Am 29. August 1973 blieb ein kanadisches Tiefsee-Tauchboot namens Pisces III, gesteuert von zwei Männern, in einer Tiefe von fast 1.600 Fuß auf dem Meeresgrund stecken, etwa 150 Meilen vor der Küste Irlands in der Irischen See.

Die Männer – der ehemalige Offizier der britischen Royal Navy Roger Mallinson und der Ingenieur Roger Chapman – befanden sich auf einem Routinetauchgang, um ein transatlantisches Telekommunikationskabel zu verlegen, als die Mission schief ging.

Was in den folgenden drei Tagen geschah, zog die Aufmerksamkeit der Welt auf sich, als britische, amerikanische und kanadische Taucherteams versuchten, die Männer aus ihrem eingeschlossenen Tauchboot zu retten, das nur einen Durchmesser von sechs Fuß hatte.

Chapman und Mallinson hatten mit Verzweiflung und Kohlendioxidvergiftung zu kämpfen, während ihr begrenzter Sauerstoffvorrat schwand. Als sie gerettet wurden – nachdem sie mehr als 84 Stunden in dem U-Boot verbracht hatten – hatten sie nur noch 12 Minuten Sauerstoff im Tank.

Während der Vorfall – der als die tiefste U-Boot-Rettung der Geschichte gilt – damals für Schlagzeilen sorgte, ist er inzwischen weitgehend in Vergessenheit geraten.

Um die außergewöhnliche Geschichte wieder zum Leben zu erwecken, hat der Journalist und Produzent Stephen McGinty die dramatischen Ereignisse jener drei Tage in seinem neuen Buch The Dive rekonstruiert: The Untold Story of the World’s Deepest Submarine Rescue” rekonstruiert, das am 8. Juni erscheinen wird. Die Geschichte des Ereignisses wird auch als Spielfilm entwickelt.

Tekk.tv sprach mit McGinty über die Rettung von 1973.

Was hat Ihr Interesse an diesem Thema geweckt? Warum haben Sie sich entschieden, ein Buch darüber zu schreiben?

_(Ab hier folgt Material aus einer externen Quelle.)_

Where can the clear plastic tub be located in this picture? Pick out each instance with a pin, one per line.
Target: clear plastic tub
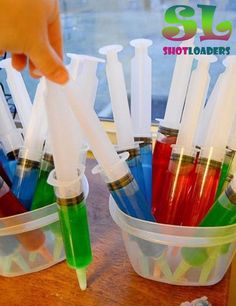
(21, 234)
(188, 256)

Das erste Mal hörte ich von der Rettung der Pisces III vor etwa fünfzehn Jahren von einem Schiffskapitän während einer Kreuzfahrt um die Äolischen Inseln vor der Küste Siziliens. Ich legte es zu den Akten und beschloss vor zwei Jahren, die Idee zu entstauben und zu erforschen, ob sie als, wie ich mir vorstellte, “Sachbuch-Thriller” funktionieren würde. Was mich ansprach, war nicht nur die Notlage der Männer auf dem Grund des Atlantiks, sondern auch diese internationale Bruderschaft des Meeres” – Teams aus Großbritannien, Kanada und Amerika -, die alle zusammenkamen, um an der Rettungsmission zu arbeiten.

Wie wurde das U-Boot eingeschlossen?

Nachdem es von einem Routinetauchgang aufgetaucht war, um das transatlantische Telefonkabel zu vergraben, wurde die hintere Luke an Bord von Pisces III versehentlich aufgerissen. Dies ist eine kurze Zusammenfassung.